Professional Accounting Support for Business
The transition period is always stressful for a company and carries a risk of financial loss. Instead of dealing with the chaos of past periods on your own, it is more profitable for a business to order professional accounting support, which includes a full audit of sectors during the transition. The Buhalterio expert team will help conduct a safe data migration and ensure reporting continuity.

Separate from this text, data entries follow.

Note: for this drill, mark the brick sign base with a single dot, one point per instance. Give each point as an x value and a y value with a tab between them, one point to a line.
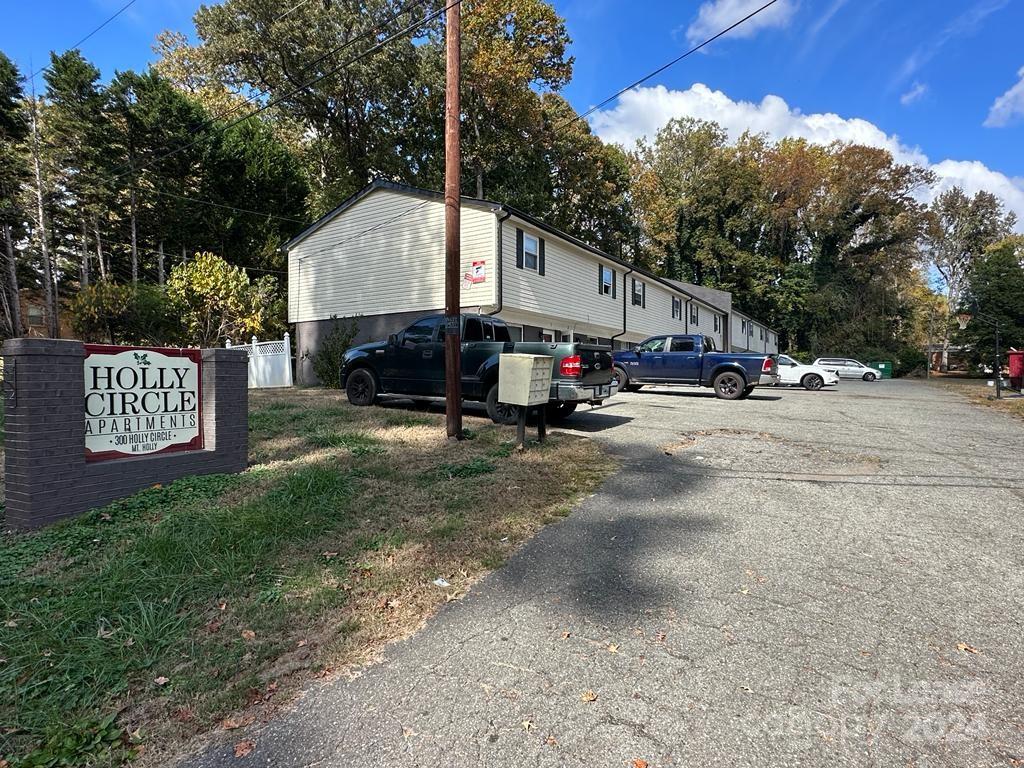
47	475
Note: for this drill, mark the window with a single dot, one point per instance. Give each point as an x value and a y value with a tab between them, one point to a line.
607	284
639	293
528	252
652	345
473	330
422	332
681	345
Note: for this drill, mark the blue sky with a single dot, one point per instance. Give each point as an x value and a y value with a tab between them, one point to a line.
938	82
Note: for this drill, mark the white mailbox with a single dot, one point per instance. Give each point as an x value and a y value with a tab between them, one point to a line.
524	379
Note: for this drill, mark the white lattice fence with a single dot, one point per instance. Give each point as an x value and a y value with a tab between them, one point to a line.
269	363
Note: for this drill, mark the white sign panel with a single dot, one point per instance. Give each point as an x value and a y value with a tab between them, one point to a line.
141	400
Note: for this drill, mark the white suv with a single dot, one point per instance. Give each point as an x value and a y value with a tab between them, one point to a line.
848	369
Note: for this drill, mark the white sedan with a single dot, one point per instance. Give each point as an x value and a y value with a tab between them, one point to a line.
849	369
809	377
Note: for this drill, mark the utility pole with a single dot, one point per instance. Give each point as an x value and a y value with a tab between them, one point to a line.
453	203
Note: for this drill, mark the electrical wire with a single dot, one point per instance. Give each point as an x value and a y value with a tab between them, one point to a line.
123	8
663	68
274	101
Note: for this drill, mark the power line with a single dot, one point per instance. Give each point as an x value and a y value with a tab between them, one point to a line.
123	8
229	207
664	67
274	101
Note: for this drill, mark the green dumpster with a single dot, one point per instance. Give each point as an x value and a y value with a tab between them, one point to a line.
884	367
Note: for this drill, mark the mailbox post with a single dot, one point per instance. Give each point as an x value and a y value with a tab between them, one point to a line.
524	380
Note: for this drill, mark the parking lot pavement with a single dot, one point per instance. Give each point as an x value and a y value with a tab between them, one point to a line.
800	579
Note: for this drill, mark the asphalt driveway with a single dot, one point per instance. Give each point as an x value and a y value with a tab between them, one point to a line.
798	579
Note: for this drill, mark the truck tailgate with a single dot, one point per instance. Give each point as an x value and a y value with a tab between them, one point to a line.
596	364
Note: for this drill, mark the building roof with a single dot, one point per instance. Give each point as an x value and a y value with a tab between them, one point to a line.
704	295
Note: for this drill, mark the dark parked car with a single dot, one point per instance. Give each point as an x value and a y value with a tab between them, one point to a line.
691	359
412	363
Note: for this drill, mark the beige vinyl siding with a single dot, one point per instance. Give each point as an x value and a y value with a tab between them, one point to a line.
568	289
386	254
739	337
705	325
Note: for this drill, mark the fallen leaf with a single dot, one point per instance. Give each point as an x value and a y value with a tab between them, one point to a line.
244	748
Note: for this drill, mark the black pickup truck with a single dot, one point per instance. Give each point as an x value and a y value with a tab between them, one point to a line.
412	364
690	359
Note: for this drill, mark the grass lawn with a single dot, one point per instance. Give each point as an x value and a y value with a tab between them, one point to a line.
208	602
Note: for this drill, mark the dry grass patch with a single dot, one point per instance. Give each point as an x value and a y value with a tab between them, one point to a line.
207	603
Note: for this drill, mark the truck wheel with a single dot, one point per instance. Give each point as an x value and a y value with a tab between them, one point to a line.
560	411
361	387
729	385
812	382
501	413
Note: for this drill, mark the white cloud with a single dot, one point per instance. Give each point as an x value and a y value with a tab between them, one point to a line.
1009	107
916	91
643	111
715	15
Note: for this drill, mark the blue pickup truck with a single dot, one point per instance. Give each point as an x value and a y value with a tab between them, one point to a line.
692	359
411	363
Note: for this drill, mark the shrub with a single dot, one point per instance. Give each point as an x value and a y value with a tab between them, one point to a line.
216	301
122	314
327	360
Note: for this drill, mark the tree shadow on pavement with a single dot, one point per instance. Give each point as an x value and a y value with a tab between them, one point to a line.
623	553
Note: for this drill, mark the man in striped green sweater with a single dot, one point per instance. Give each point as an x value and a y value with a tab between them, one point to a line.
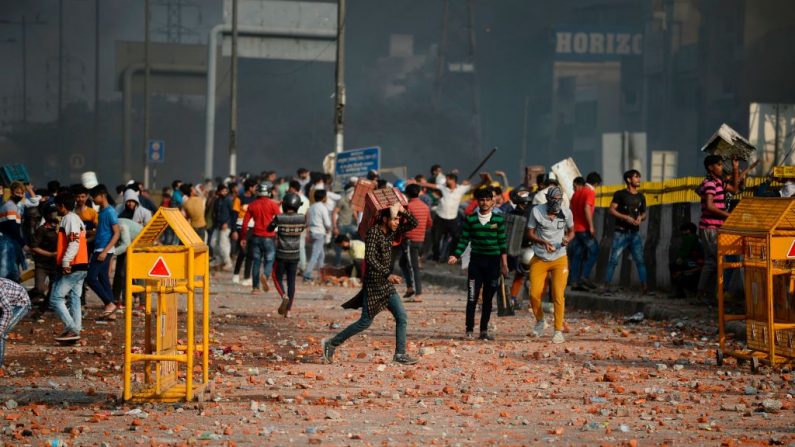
486	232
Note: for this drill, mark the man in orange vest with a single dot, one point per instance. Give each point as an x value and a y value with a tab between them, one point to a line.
72	259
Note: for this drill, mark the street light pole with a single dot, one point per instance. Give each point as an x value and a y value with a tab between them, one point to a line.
233	96
60	58
146	93
24	72
339	110
96	79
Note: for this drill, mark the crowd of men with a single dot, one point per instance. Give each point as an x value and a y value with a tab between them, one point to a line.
265	229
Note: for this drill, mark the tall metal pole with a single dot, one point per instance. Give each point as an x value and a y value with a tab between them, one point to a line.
96	79
60	58
146	93
775	140
233	96
24	72
339	110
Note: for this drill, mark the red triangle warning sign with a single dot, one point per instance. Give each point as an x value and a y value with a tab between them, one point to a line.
160	269
791	252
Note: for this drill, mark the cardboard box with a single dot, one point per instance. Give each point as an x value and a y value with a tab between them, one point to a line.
362	188
376	201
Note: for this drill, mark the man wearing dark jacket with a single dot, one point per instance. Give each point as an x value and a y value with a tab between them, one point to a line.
224	220
379	292
289	228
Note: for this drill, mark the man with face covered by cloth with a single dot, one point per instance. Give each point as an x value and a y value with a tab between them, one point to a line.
550	228
378	291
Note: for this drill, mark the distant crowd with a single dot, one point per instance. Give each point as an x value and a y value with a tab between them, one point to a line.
267	228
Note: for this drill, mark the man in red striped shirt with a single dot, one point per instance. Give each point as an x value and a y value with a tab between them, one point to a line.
713	213
412	244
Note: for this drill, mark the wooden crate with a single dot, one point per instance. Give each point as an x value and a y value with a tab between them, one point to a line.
376	201
363	187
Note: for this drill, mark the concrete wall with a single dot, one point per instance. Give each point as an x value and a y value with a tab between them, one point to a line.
660	239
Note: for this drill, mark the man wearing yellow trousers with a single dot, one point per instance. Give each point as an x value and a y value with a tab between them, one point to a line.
550	228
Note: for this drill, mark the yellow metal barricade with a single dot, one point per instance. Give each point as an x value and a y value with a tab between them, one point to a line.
163	273
759	236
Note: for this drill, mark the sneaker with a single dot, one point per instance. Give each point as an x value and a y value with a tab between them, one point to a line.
328	351
404	359
283	307
68	336
264	281
538	329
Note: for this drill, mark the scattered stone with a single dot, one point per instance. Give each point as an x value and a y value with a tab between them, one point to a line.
771	405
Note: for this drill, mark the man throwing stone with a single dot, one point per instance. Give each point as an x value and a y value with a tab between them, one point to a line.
378	292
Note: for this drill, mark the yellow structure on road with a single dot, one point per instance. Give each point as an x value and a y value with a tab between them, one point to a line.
760	235
162	273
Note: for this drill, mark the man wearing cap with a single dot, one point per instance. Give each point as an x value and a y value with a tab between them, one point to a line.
194	208
378	292
263	244
584	248
44	246
550	227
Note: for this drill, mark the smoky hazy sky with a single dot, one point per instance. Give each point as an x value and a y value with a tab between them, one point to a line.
119	20
418	110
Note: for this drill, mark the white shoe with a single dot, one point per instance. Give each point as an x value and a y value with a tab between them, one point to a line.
538	329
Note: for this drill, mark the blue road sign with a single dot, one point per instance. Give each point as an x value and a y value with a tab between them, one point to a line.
357	163
156	151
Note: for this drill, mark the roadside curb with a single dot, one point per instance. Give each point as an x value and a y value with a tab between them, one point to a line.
658	309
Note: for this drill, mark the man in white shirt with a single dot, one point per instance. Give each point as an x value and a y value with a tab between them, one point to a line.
437	176
295	188
318	222
445	221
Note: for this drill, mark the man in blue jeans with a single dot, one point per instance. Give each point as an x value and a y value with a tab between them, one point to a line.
107	235
318	223
14	304
584	249
72	261
263	246
379	292
629	209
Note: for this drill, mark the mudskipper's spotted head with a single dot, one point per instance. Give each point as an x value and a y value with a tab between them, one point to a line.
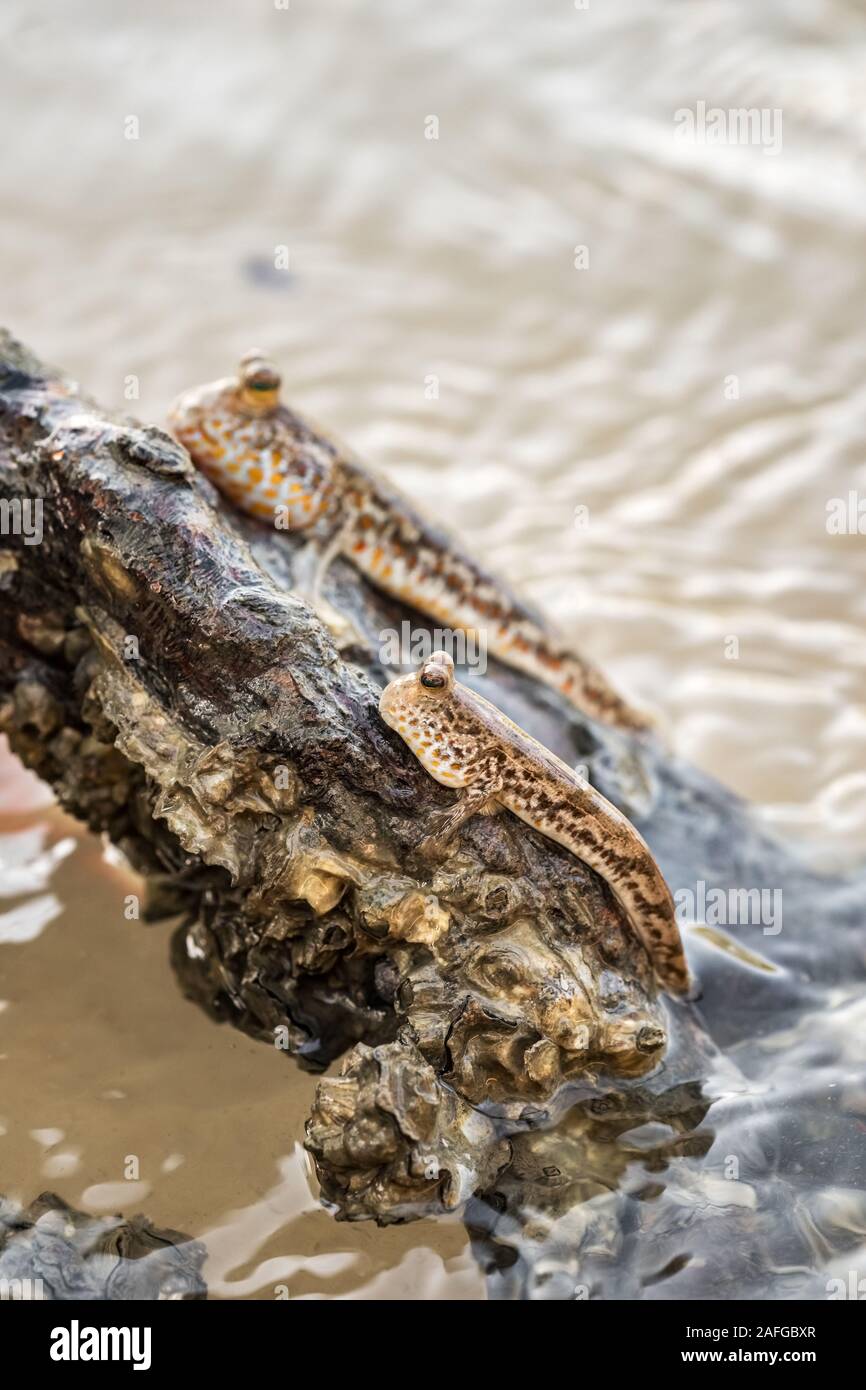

A reliable partner ensures that past mistakes will not hinder the development of your business.
Frequently Asked Questions About Accountant Liability (FAQ)
Am I responsible for reports submitted by my predecessor a week ago?
No, you are not responsible for documents submitted and signed by another person prior to your official appointment.
What if the previous accountant refuses to sign the Act?
In this case, a commission led by the director draws up a unilateral act, fixing the actual state of affairs.
What statutes of limitations for administrative fines apply in 2026?
The general statute of limitations for imposing administrative penalties ranges from three months to two years, depending on the type of violation.
Can a director shift their responsibility onto a new accountant?
The director is responsible for the organization of accounting, while the accountant is responsible for its maintenance; shifting blame for past periods is legally impossible.
Where should the Transfer and Acceptance Act be stored, and for how long?
The Act is stored alongside the enterprise’s primary documentation for at least 3 years or until the completion of a tax audit.